The present invention provides the following sealant for the liquid crystal dropping method.
[1] An epoxy compound having no polymerizable functional group other than an epoxy group, a (meth) acrylic / epoxy-containing compound having both a (meth) acrylic group and an epoxy group in one molecule, and no epoxy group ( Meta) A sealant for the liquid crystal dropping method, which contains an acrylic compound, a heat curing agent, and a photopolymerization initiator, and has a content of the epoxy compound of 22 to 38% by mass. The residual DC value measured 30 seconds after heating the mixture of 1:10 by mass ratio at 120 ° C. for 1 hour, applying a voltage at 5 V for 1 second, short-circuiting for 0.1 seconds, is the above-mentioned. A liquid crystal dropping method in which only the liquid crystal is heated at 120 ° C. for 1 hour, a voltage is applied at 5 V for 1 second, short-circuited for 0.1 seconds, and then 200% or less of the residual DC value measured 30 seconds later. Sealant for.

[2] For each component contained in the sealant for the liquid crystal dropping method, each of the components and the liquid crystal is mixed at a mass ratio of 1:10, heated at 120 ° C. for 1 hour, and a voltage is applied at 5 V for 1 second. When the residual DC value was measured 30 seconds after the short circuit was performed for 0.1 seconds, the residual DC value of 98% by mass or more of the sealant for the liquid crystal dropping method was 1 at 120 ° C. for the liquid crystal display only. For the liquid crystal dropping method according to [1], which is 300% or less of the residual DC value measured 30 seconds after heating for hours, applying a voltage at 5 V for 1 second, short-circuiting for 0.1 seconds. Sealant.
[3] The sealant for a liquid crystal dropping method according to [1] or [2], wherein the proportion of the component having a molecular weight of 500 or more in the epoxy compound is 25% by mass or more.

[4] The thermal curing agent is selected from the group consisting of an organic acid dihydrazide-based thermal latent curing agent, an imidazole-based thermal latent curing agent, an amine adduct-based thermal latent curing agent, and a polyamine-based thermal latent curing agent. The sealant for the liquid crystal dropping method according to any one of [1] to [3], which is one or more.
[5] The sealant for a liquid crystal dropping method according to any one of [1] to [4], which further contains inorganic particles.
[6] The sealant for a liquid crystal dropping method according to any one of [1] to [5], which further contains organic particles.
[7] The sealant for the liquid crystal dropping method according to any one of [1] to [6], which further contains a silane coupling agent.

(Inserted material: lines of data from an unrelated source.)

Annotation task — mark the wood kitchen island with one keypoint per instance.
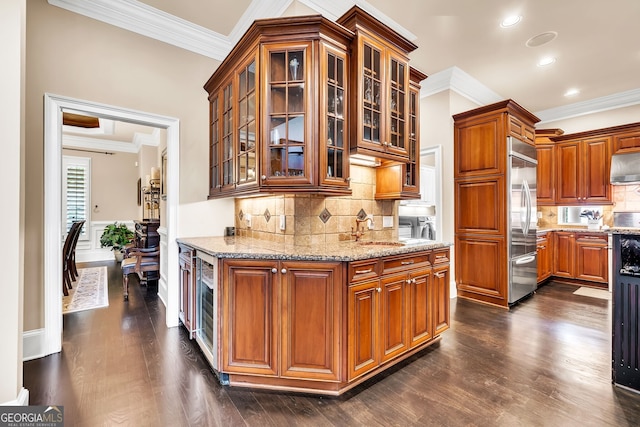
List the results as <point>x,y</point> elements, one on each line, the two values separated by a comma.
<point>317,319</point>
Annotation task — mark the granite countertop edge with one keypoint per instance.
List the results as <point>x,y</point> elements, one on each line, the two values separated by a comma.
<point>610,230</point>
<point>255,249</point>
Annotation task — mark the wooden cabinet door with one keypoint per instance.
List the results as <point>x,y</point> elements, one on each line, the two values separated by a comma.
<point>481,268</point>
<point>545,175</point>
<point>250,333</point>
<point>564,254</point>
<point>568,176</point>
<point>596,164</point>
<point>420,308</point>
<point>185,289</point>
<point>592,258</point>
<point>362,352</point>
<point>393,316</point>
<point>440,299</point>
<point>545,268</point>
<point>311,319</point>
<point>480,146</point>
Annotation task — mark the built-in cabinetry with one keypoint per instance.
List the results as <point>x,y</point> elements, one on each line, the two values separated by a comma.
<point>582,170</point>
<point>297,95</point>
<point>546,170</point>
<point>187,305</point>
<point>544,246</point>
<point>321,326</point>
<point>282,319</point>
<point>581,255</point>
<point>575,169</point>
<point>481,192</point>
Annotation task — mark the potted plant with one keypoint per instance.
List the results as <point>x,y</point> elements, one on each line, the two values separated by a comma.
<point>117,236</point>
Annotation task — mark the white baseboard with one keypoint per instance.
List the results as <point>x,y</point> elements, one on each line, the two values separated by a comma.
<point>21,400</point>
<point>33,344</point>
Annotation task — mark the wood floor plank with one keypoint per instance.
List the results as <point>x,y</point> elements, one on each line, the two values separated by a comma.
<point>546,362</point>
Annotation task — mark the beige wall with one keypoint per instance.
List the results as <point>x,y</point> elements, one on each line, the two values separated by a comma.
<point>113,185</point>
<point>12,27</point>
<point>72,55</point>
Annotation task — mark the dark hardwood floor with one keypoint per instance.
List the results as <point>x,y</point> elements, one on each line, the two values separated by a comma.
<point>547,362</point>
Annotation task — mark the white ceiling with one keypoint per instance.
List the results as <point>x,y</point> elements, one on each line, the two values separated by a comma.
<point>461,45</point>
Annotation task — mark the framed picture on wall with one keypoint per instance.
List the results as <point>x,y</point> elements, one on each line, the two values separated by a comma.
<point>163,180</point>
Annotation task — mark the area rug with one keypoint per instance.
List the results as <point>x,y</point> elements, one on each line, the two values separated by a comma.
<point>89,291</point>
<point>594,293</point>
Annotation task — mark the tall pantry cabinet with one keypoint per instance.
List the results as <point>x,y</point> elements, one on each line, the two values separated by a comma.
<point>481,196</point>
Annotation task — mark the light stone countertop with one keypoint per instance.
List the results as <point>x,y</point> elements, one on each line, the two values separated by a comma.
<point>248,248</point>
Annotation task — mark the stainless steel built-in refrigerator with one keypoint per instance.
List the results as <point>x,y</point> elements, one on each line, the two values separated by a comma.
<point>522,208</point>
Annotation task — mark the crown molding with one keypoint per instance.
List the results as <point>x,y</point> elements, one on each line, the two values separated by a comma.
<point>455,79</point>
<point>609,102</point>
<point>73,141</point>
<point>148,21</point>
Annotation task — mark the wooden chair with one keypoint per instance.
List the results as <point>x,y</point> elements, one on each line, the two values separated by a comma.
<point>143,261</point>
<point>67,250</point>
<point>71,260</point>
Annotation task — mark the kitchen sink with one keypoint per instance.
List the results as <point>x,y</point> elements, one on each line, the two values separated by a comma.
<point>380,243</point>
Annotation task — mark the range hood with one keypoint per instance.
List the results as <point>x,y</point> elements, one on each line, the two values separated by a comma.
<point>625,169</point>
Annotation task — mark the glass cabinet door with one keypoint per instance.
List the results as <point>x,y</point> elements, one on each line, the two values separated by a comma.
<point>227,136</point>
<point>286,144</point>
<point>246,131</point>
<point>371,93</point>
<point>214,146</point>
<point>333,138</point>
<point>398,92</point>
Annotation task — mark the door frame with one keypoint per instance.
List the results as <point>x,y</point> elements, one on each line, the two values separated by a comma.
<point>54,105</point>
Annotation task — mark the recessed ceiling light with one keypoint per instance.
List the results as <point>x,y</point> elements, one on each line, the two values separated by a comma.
<point>510,21</point>
<point>542,38</point>
<point>546,61</point>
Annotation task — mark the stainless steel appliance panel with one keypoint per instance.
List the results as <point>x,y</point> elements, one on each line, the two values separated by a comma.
<point>522,211</point>
<point>523,277</point>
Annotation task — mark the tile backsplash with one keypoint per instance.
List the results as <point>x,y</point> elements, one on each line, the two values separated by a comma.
<point>626,198</point>
<point>311,219</point>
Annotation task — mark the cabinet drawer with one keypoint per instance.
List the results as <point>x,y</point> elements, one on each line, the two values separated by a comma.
<point>404,262</point>
<point>440,256</point>
<point>593,238</point>
<point>363,270</point>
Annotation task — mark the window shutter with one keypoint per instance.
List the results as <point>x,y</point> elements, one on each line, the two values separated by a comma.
<point>76,194</point>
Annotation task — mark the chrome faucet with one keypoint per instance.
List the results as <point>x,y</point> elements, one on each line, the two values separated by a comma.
<point>360,229</point>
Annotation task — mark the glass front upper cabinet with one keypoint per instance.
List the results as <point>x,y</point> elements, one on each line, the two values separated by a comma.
<point>286,159</point>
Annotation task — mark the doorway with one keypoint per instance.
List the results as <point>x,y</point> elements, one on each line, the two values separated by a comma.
<point>54,106</point>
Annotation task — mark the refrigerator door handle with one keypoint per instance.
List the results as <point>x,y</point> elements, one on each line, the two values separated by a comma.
<point>526,201</point>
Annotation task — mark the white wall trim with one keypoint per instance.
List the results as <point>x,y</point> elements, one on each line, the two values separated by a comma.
<point>33,344</point>
<point>21,400</point>
<point>604,103</point>
<point>457,80</point>
<point>54,104</point>
<point>148,21</point>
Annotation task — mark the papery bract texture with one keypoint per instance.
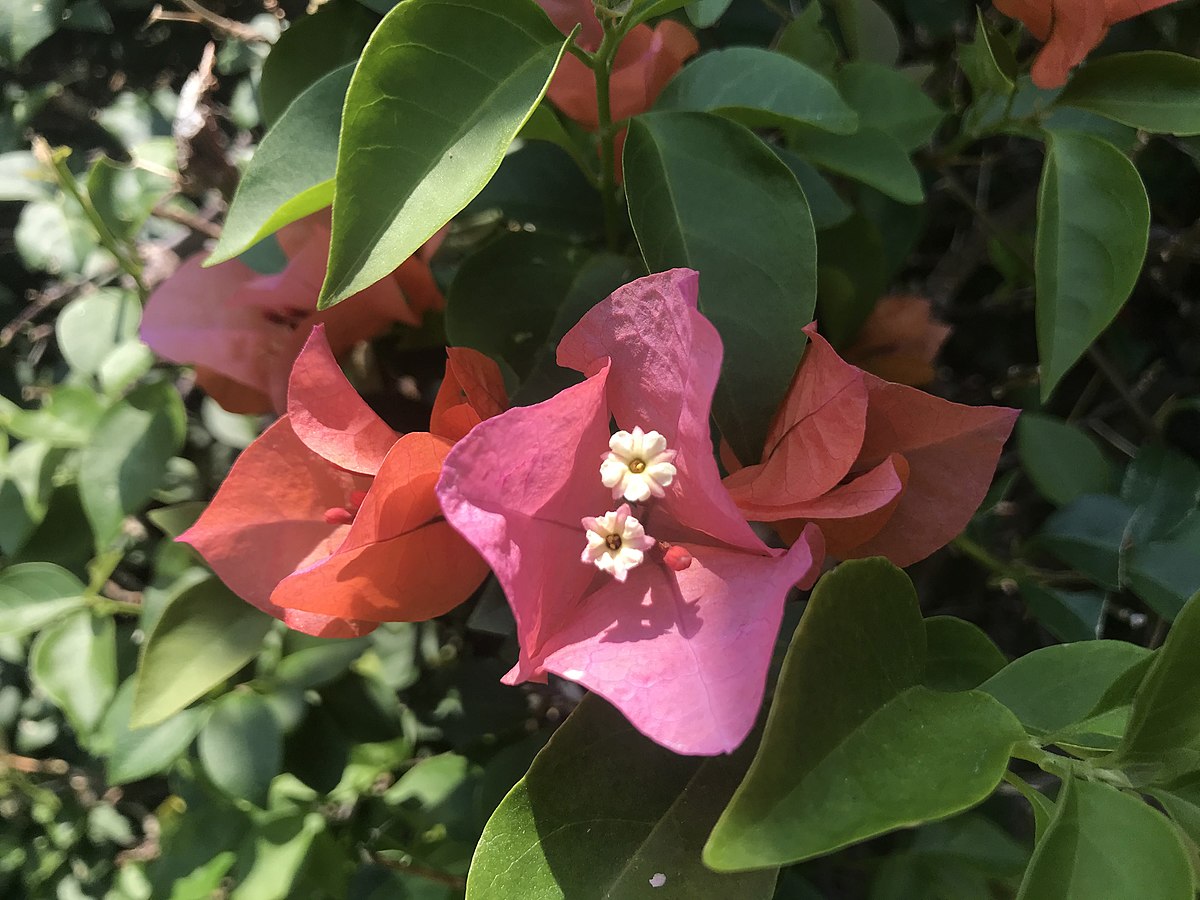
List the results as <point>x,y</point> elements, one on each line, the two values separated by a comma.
<point>882,468</point>
<point>899,341</point>
<point>684,652</point>
<point>243,330</point>
<point>329,520</point>
<point>1069,29</point>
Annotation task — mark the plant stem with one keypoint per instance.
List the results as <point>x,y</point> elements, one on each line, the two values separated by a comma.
<point>607,133</point>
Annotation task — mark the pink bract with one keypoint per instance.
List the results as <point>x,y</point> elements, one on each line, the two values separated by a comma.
<point>243,330</point>
<point>329,520</point>
<point>683,654</point>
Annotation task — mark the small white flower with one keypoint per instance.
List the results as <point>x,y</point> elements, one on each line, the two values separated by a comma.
<point>637,466</point>
<point>617,543</point>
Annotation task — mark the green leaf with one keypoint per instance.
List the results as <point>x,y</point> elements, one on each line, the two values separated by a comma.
<point>240,747</point>
<point>887,100</point>
<point>93,325</point>
<point>1093,222</point>
<point>1056,687</point>
<point>204,636</point>
<point>1165,715</point>
<point>292,172</point>
<point>1061,461</point>
<point>605,813</point>
<point>462,76</point>
<point>1151,90</point>
<point>73,661</point>
<point>35,594</point>
<point>311,48</point>
<point>855,744</point>
<point>869,155</point>
<point>1105,844</point>
<point>505,295</point>
<point>127,456</point>
<point>23,25</point>
<point>705,13</point>
<point>706,193</point>
<point>135,754</point>
<point>988,61</point>
<point>759,89</point>
<point>1090,535</point>
<point>959,657</point>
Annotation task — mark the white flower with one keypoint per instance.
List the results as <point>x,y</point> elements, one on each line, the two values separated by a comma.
<point>637,466</point>
<point>617,543</point>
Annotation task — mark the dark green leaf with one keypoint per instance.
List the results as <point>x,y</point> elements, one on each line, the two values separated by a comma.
<point>35,594</point>
<point>204,636</point>
<point>1093,221</point>
<point>1105,844</point>
<point>73,661</point>
<point>240,747</point>
<point>1061,461</point>
<point>855,745</point>
<point>869,155</point>
<point>889,101</point>
<point>1165,715</point>
<point>1056,687</point>
<point>705,192</point>
<point>1150,90</point>
<point>605,813</point>
<point>505,297</point>
<point>959,657</point>
<point>311,48</point>
<point>127,456</point>
<point>462,76</point>
<point>292,172</point>
<point>760,89</point>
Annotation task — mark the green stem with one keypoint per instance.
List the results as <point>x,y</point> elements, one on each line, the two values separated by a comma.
<point>55,162</point>
<point>607,133</point>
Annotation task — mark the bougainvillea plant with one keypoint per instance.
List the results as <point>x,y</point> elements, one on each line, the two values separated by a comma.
<point>497,449</point>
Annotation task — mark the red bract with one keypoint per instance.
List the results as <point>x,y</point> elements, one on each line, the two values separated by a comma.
<point>679,646</point>
<point>243,330</point>
<point>329,520</point>
<point>645,63</point>
<point>883,469</point>
<point>1071,29</point>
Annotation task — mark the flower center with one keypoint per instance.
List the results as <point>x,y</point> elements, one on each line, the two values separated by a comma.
<point>637,466</point>
<point>617,543</point>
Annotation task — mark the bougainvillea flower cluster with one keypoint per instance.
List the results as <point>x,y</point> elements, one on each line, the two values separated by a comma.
<point>1069,29</point>
<point>243,330</point>
<point>882,468</point>
<point>329,521</point>
<point>646,61</point>
<point>666,605</point>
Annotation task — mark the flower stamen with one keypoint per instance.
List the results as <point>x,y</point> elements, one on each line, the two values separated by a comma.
<point>637,466</point>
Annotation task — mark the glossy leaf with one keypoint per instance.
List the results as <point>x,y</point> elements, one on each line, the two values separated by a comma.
<point>855,744</point>
<point>240,747</point>
<point>1093,221</point>
<point>396,186</point>
<point>35,594</point>
<point>1061,461</point>
<point>683,172</point>
<point>760,89</point>
<point>1165,715</point>
<point>73,661</point>
<point>292,172</point>
<point>127,456</point>
<point>1151,90</point>
<point>605,813</point>
<point>1056,687</point>
<point>1104,843</point>
<point>204,636</point>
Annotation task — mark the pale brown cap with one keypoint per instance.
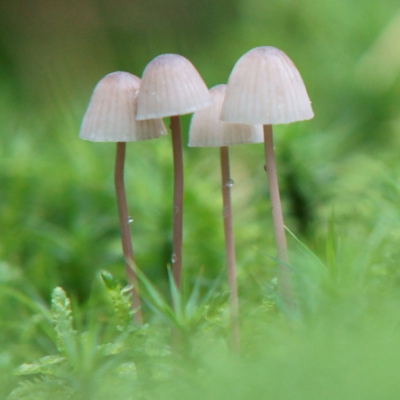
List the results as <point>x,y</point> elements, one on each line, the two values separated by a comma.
<point>110,116</point>
<point>265,87</point>
<point>171,86</point>
<point>207,130</point>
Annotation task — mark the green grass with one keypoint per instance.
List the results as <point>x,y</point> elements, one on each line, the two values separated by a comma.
<point>340,184</point>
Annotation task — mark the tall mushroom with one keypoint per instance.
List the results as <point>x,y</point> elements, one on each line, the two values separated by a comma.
<point>171,86</point>
<point>206,130</point>
<point>110,117</point>
<point>266,88</point>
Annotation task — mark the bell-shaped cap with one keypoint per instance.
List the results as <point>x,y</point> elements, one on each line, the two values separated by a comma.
<point>207,130</point>
<point>110,116</point>
<point>171,86</point>
<point>265,87</point>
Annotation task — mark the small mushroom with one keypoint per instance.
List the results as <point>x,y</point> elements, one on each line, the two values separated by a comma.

[8] A step of applying the sealant for the liquid crystal drop method according to any one of [1] to [7] on one of the pair of substrates to form a seal pattern, and the seal pattern. In the uncured state, the step of dropping the liquid crystal in the region of the seal pattern of the one substrate or on the other substrate, and the one substrate and the other substrate are overlapped with each other via the seal pattern. A method for manufacturing a liquid crystal display panel, which comprises a step of matching and a step of curing the seal pattern.

[9] The method for manufacturing a liquid crystal display panel according to [8], wherein the seal pattern is irradiated with light in a step of curing the seal pattern.
[10] The method for manufacturing a liquid crystal display panel according to [9], wherein in the step of curing the seal pattern, the seal pattern is irradiated with light and then heated.

The sealant for the liquid crystal dropping method of the present invention is difficult to dissolve in the liquid crystal. Further, the adhesive strength between the sealing member obtained from the sealing agent for the liquid crystal dropping method and the substrate is high. Therefore, in the obtained liquid crystal display panel, liquid crystal leakage and afterimages are unlikely to occur, and a narrower frame can be realized.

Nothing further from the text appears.